In 2025, entrepreneurs will unleash a flood of AI-powered applications. Finally, generative AI will deliver on expectations with a recent offering of low-cost consumer and business applications. This is not a widely accepted view today. OpenAI, Google and xAI are engaged in an arms race to train the most powerful large-language model (LLM) in the pursuit of artificial general intelligence, known as AGI, and their gladiatorial battle has dominated the mindshare and revenue share of the fledgling Generation AI ecosystem.
Elon Musk, for example, raised $6 billion to bring newcomer xAI to market and bought 100,000 Nvidia H100 GPUs, high-priced chips used for artificial intelligence processing that cost more than $3 billion to train a Grok model. At these prices, only tech tycoons can afford to build these gigantic LLMs.

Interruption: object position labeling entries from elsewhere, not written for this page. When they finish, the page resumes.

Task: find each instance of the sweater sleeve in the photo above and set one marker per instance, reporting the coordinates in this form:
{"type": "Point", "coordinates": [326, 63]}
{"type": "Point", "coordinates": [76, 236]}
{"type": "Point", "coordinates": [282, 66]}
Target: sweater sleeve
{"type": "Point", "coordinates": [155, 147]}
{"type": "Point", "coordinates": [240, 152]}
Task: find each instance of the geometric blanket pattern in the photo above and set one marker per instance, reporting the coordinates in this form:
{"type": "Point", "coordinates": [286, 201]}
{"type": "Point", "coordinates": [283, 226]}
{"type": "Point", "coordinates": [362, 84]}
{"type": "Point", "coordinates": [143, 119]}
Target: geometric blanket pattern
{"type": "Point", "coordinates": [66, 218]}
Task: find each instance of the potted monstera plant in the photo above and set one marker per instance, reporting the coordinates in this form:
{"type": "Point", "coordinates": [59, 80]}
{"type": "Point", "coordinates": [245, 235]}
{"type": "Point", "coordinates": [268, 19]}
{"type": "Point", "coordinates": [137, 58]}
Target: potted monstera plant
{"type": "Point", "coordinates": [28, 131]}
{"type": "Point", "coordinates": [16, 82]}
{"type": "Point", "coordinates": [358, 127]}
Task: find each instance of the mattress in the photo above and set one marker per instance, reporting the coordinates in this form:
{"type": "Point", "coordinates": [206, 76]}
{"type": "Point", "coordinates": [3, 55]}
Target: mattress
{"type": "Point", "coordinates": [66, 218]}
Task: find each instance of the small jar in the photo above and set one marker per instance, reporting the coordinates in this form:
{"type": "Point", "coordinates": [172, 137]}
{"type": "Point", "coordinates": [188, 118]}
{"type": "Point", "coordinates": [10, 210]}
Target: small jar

The incredible spending by companies like OpenAI, Google and xAI has created a skewed ecosystem where it’s tough at the bottom and simple at the top. LLMs trained by these massive GPU farms tend to be very high-priced in inference, which is the process of inputting hints and generating responses based on the gigantic language models that are built into every AI application. It’s like everyone had 5G smartphones, but data usage was too high-priced for anyone to watch TikTok videos or surf social media. As a result, excellent LLM tools with high application costs have made the distribution of killer applications unprofitable.
This lopsided ecosystem of ultra-wealthy tech moguls competing against each other has enriched Nvidia, forcing app developers into a Catch-22 of either using a affordable, low-performance model that is likely to disappoint users, or incur exorbitant application costs and risk going bankrupt.
In 2025, a recent approach will emerge that could change all this. This will be a return to what we have learned from previous technological revolutions, such as the Intel and Windows PC era or the Qualcomm and Android mobile era, where Moore’s Law improved computers and applications, and lower bandwidth costs improved mobile phones and applications a year after a year.
But what about the high cost of inference? A recent AI inference law is just around the corner. The cost of inference has dropped 10x year over year, driven by recent AI algorithms, inference technology, and better chips at lower prices.
The benchmark is that if an independent developer used the best OpenAI models to build an AI search, the cost would be around $10 per query in May 2023, while a non-AI generation Google search would cost $0.01, a 1000x difference. However, by May 2024, the price of OpenAI’s top model had dropped to around $1 per query. With this unprecedented price drop 10 times a year, app developers will be able to benefit from models of increasingly higher quality and lower costs, leading to the proliferation of AI applications over the next two years.